Most of the British, French, and Commonwealth troops were bogged down almost immediately. Some beaches were practically empty, but others were fiercely defended. At one British landing beach, 700 of the first 1,000 troops were dropped by machine gun fire. A pilot surveying the area said the ocean had turned red with blood.
Poor communications and squandered opportunities contributed to the mounting chaos. Young officers had difficulty reading their maps — many of which were inaccurate — leading to even more confusion.

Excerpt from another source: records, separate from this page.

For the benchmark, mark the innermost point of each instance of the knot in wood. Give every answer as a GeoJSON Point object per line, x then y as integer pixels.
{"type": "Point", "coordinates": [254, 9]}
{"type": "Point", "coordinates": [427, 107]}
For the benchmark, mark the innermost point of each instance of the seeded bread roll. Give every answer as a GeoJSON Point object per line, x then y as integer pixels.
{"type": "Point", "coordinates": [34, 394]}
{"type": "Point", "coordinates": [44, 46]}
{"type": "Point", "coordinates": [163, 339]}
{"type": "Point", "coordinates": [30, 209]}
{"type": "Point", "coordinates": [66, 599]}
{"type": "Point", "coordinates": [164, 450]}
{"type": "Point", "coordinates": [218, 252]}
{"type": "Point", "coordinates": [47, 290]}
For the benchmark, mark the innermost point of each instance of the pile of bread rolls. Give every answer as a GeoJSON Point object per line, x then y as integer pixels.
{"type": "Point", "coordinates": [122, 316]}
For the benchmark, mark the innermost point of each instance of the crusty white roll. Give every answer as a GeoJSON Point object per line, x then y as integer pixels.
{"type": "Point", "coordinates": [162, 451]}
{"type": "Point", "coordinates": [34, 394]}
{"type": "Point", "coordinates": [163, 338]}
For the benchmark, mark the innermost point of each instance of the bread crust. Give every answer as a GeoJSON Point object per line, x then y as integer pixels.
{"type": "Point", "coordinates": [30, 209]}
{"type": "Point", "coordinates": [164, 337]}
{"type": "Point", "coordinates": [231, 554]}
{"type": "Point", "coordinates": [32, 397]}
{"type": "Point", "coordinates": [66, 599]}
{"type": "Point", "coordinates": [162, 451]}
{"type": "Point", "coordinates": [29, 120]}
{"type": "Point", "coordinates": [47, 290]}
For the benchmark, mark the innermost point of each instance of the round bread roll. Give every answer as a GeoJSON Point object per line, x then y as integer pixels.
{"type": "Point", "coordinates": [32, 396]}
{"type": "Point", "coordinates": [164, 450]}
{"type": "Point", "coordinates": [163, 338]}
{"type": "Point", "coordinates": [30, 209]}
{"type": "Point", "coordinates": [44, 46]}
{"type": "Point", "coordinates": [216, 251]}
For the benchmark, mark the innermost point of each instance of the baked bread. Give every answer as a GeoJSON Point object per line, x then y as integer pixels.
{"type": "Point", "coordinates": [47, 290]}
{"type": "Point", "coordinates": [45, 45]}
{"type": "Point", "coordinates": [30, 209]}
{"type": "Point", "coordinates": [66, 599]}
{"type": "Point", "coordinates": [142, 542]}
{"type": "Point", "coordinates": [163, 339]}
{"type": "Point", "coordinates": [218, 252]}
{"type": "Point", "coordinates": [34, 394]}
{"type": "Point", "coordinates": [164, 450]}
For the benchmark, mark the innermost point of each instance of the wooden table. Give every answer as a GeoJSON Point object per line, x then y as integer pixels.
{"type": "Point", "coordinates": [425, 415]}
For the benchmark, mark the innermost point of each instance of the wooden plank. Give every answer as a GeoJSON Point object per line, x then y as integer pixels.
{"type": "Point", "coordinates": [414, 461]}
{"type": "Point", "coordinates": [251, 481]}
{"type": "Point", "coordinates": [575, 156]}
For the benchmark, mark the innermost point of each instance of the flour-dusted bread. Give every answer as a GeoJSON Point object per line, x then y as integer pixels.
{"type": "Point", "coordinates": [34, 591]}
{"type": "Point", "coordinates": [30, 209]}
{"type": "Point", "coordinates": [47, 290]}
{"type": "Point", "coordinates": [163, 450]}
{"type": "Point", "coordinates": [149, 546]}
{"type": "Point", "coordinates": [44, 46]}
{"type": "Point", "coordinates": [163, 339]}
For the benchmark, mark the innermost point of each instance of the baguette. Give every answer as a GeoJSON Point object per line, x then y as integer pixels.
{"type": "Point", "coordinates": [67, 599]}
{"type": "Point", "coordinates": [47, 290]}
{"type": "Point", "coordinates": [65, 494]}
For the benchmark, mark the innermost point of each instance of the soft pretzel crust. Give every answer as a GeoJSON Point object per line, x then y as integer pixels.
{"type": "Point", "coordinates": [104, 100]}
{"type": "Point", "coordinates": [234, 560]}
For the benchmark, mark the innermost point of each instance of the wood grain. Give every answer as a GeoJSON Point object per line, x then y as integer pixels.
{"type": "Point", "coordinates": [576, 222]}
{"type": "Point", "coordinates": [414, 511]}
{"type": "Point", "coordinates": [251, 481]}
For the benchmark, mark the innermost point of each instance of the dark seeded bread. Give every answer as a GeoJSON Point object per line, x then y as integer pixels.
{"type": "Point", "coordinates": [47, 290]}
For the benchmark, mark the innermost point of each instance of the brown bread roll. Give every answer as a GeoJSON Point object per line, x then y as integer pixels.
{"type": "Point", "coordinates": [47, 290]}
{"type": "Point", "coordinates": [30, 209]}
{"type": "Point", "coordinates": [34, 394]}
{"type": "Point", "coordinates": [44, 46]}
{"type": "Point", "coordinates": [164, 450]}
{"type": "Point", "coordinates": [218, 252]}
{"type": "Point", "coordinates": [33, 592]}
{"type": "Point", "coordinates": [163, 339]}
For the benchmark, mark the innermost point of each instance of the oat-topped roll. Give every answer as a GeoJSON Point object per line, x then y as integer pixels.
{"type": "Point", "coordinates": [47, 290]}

Over at Gabe Tepe, the Anzacs managed to get 12,000 troops ashore in less than 12 hours. These soldiers got remarkably close to their objective, the strategic peaks overlooking the Aegean. But just as they were ready to claim their prize, Mustafa Kemal arrived with a single battalion. He commanded his troops:
I don’t order you to attack. I order you to die. In the time which passes until we die, other troops and commanders can take our place.
In response, his men proceeded to force the Anzacs back down the hill toward their starting positions. For fear that they would be thrown back into the sea, the general commanding the landing force asked for permission to retreat. Hamilton, after agonizing over the decision, sent back the following message:
… there is nothing for it but to dig yourselves right in and stick it out. It would take at least two days to re-embark you as Admiral Thursby will explain to you. Meanwhile, the Australian submarine has got up through the Narrows and has torpedoed a gun boat … you have got through the difficult business, now you have only to dig, dig, dig, until you are safe.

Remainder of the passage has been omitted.